I’ve just watched the first half of the new Gone With The Wind Bluray, and I’m truly dazzled. No, levitated. This is by far the most beautifully rendered old-time Technicolor film I’ve ever seen on a high-def system — razor-sharp, pulsing with color, pretty close to grain-free and significantly upgraded over the 2004 DVD version, which was excellent for what it was.
I haven’t talked to Robert Harris or George Feltenstein or anyone else in the know, but I do know what my eyes tell me. This Gone With The Wind is amazing — a candy-store Technicolor eye-bath like nothing I’ve ever sunk into before. The key element is “next to no grain.” I haven’t come up with a term that conveys the opposite of a “grainstorm” but this delivers that. Hallelujah — somebody finally heard!
The grain levels are roughly at par with WHV’s Casablanca Bluray, which didn’t have a digitally scrubbed-down look but a naturally clean quality.

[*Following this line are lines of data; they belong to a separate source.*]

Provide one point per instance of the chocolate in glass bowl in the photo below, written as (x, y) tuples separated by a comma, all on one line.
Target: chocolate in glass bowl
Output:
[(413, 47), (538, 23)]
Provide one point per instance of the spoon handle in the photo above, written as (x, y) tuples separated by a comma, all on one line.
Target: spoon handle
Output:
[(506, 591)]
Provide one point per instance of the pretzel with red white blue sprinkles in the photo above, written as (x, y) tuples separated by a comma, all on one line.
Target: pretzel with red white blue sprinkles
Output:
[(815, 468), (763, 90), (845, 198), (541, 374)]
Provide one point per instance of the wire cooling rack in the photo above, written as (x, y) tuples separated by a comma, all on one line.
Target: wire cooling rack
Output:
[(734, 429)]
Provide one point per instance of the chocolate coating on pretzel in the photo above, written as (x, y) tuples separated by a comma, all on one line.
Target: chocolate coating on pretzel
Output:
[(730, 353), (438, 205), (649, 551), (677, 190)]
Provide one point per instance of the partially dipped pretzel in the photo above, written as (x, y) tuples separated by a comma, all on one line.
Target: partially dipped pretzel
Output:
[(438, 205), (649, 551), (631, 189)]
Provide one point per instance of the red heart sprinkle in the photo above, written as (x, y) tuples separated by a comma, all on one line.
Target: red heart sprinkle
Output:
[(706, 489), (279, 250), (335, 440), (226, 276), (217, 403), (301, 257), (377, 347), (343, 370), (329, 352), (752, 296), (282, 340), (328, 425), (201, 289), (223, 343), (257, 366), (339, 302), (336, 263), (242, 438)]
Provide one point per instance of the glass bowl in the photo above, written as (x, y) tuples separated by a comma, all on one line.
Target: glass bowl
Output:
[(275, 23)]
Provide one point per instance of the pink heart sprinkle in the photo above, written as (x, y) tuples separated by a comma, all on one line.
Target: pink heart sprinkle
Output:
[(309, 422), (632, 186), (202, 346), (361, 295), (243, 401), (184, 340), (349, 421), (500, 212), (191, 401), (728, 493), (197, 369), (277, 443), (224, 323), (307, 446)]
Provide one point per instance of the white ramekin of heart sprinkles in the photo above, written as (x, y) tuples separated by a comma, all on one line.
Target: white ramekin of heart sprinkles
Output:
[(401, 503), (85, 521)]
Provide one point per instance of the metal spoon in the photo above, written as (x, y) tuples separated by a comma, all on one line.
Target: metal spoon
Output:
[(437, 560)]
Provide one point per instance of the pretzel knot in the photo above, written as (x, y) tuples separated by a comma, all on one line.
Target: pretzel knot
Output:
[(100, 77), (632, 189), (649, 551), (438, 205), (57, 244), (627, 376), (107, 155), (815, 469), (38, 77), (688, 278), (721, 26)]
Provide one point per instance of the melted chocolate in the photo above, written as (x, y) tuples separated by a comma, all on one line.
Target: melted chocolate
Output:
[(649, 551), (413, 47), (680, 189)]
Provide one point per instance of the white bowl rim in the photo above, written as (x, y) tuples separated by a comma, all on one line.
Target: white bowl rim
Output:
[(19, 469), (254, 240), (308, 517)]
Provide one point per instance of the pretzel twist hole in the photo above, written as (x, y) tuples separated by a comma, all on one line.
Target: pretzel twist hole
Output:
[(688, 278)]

Why didn’t WHV deliver the same nearly-grain-free quality (or an approximation of same) in the sepia-tone sections of The Wizard of Oz?
My approving-but-not-exactly-blown-away reactions to Warner Home Video’s other two “Murderer’s Row” Blu-ray titlles — Oz and North by Northwest — led me to expect that GWTW would be of a similar quality, which is to say noticably but not mind-blowingly better than the last DVD. Riper, sharper and more fully rendered, okay, but not in a way that would make anyone gasp or drop their pants. Well, the GWTW Blu-ray is a serious gasper and pants-dropper.

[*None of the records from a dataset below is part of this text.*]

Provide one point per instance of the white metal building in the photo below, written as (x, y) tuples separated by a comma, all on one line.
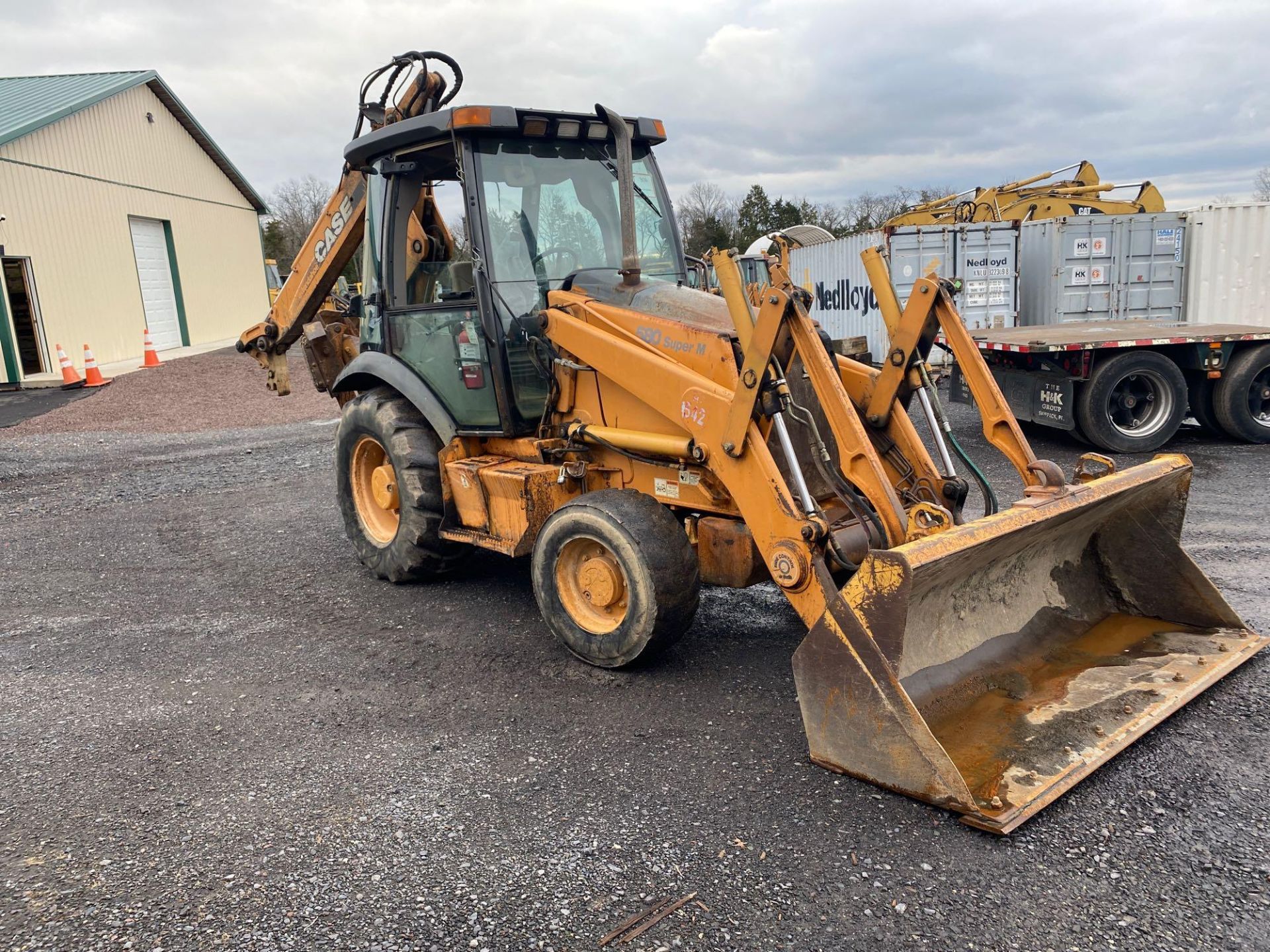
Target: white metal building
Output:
[(120, 212)]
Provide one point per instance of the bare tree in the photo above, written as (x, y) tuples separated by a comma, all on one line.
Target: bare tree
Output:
[(1261, 186), (295, 206), (708, 219)]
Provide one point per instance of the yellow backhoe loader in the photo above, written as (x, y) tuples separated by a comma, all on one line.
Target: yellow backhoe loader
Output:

That’s all I’m going to say for now except that for my money DVD Beaver’s Gary Tooze was too restrained in his recent review of this disc. He said that “there are times when it makes you gasp” and that “detail advances to as high a degree as we are likely to see for this 70-year old classic,” okay. But he didn’t convey sufficient excitement. He didn’t jump and down and say “this is the kind of Blu-ray of a Hollywood golden-age film that you’ve always dreamed of but not never quite saw.”